Archaeology confirms the settlement of a pastoral community on the Palatine Hill in the eighth century BC. At some time in the seventh century BC the Etruscans, a highly civilized people who occupied the neighbouring territory of Tuscany, crossed the Tiber River and conquered Latium. It would have been now that the villagers of the Palatine Hill joined up with other clans (gentes) in the area to form a larger political entity in the form of an autonomous city-state, according to the Etruscan system of political organization.[2]The earliest Rome was an agricultural community: the mass of the population was composed of small freeholders and economic life was based on cattle-raising and the cultivation of the land. Political power was in the hands of a landowning aristocracy, the patricians, who dominated the most important political body, the senate, out of which the highest magistrates of the state were chosen. Social life revolved around the family (familia), the basic social unit, whose head (paterfamilias) had absolute authority over all persons and all property in his family group. A turning-point in the history of this period was the overthrow of the monarchy, Rome’s earliest system of government, at the close of the sixth century bc and the establishment of an aristocratic republic. During the period from the sixth to the mid-third century bc Rome’s social and political organization underwent a series of important changes derived from the so-called ‘struggle of the orders’: the internal political strife between the old aristocracy, the patricians, and the lower classes, the plebeians.
By the middle of the third century bc a precarious equilibrium between the classes had been established and the Roman state came to be dominated by a new nobility composed of both patrician and wealthy plebeian families.Rome’s social and political development during the early republican age was directly related to her steady expansion throughout Italy.

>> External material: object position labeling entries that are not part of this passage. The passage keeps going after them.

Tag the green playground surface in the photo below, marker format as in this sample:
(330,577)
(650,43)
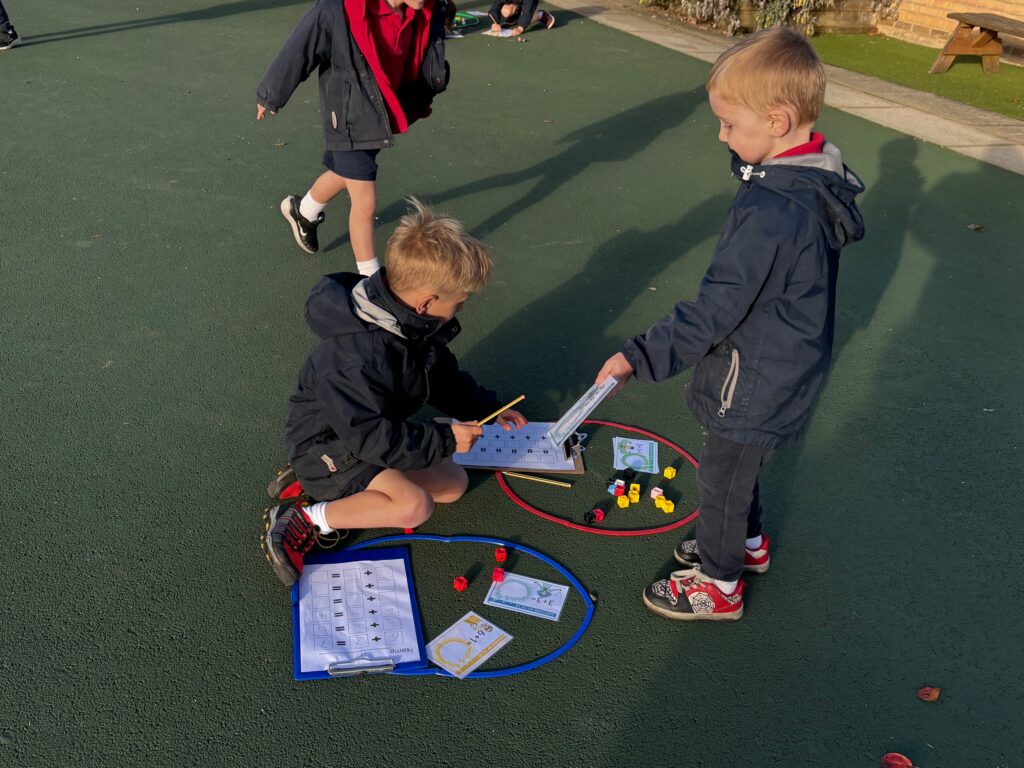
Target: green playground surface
(153,303)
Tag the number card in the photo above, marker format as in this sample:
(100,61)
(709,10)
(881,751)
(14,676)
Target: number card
(531,596)
(466,644)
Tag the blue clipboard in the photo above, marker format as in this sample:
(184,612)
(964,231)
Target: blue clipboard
(341,670)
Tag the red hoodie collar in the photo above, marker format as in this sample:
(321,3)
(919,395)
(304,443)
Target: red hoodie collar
(813,146)
(355,14)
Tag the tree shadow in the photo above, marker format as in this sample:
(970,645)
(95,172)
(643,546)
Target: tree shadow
(613,139)
(574,317)
(202,14)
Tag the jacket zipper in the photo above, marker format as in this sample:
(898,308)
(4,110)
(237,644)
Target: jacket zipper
(729,385)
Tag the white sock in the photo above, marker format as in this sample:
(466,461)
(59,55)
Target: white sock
(368,267)
(309,208)
(727,588)
(317,513)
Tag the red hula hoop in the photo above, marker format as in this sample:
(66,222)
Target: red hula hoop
(605,531)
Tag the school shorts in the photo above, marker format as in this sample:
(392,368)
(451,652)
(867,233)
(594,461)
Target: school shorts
(358,165)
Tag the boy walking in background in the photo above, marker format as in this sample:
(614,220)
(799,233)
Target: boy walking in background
(381,62)
(760,333)
(383,354)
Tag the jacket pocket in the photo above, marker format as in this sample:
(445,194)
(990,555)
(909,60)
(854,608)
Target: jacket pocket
(729,383)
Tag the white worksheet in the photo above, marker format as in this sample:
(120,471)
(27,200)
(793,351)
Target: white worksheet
(531,596)
(355,613)
(466,644)
(528,449)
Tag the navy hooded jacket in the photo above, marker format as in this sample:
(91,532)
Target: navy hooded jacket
(760,332)
(376,366)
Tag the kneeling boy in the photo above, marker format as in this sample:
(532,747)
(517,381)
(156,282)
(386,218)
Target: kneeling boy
(382,355)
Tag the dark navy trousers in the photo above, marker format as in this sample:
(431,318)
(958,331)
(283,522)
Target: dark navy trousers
(730,504)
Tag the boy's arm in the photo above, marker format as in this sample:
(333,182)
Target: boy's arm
(496,11)
(727,292)
(353,399)
(526,14)
(306,48)
(456,393)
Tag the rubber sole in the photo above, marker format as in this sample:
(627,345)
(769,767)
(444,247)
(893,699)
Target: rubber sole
(286,211)
(283,568)
(682,616)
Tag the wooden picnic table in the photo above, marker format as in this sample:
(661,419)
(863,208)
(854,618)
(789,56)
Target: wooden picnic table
(985,42)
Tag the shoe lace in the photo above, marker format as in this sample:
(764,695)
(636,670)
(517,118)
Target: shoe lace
(689,577)
(300,535)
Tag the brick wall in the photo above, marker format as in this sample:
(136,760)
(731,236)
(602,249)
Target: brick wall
(925,23)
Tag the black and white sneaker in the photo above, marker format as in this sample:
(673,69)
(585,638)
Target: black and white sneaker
(303,229)
(8,39)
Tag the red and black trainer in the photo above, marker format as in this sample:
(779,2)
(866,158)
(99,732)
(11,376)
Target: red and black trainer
(288,536)
(692,595)
(286,486)
(756,561)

In 493 bc, Rome concluded a treaty with a league of Latin cities whereby each party undertook to aid the other in the event of war. Thereafter, the Romans concentrated on quelling the power of opposing tribes to the north while gradually dominating the Latin cities. During the fourth and early third centuries, the Romans fought a series of wars against the Samnites (a tribe from the Apennine area); the Latins who rose in revolt; the Celts and the Etruscans; and finally the Greek city-states of southern Italy. By the time these wars were over in 272 bc the Romans had gained control over most of the Italian peninsula. This did not entail the formation of a single state; rather, the various Italian communities were more or less allowed to govern themselves but they were made subordinate to Rome in different ways.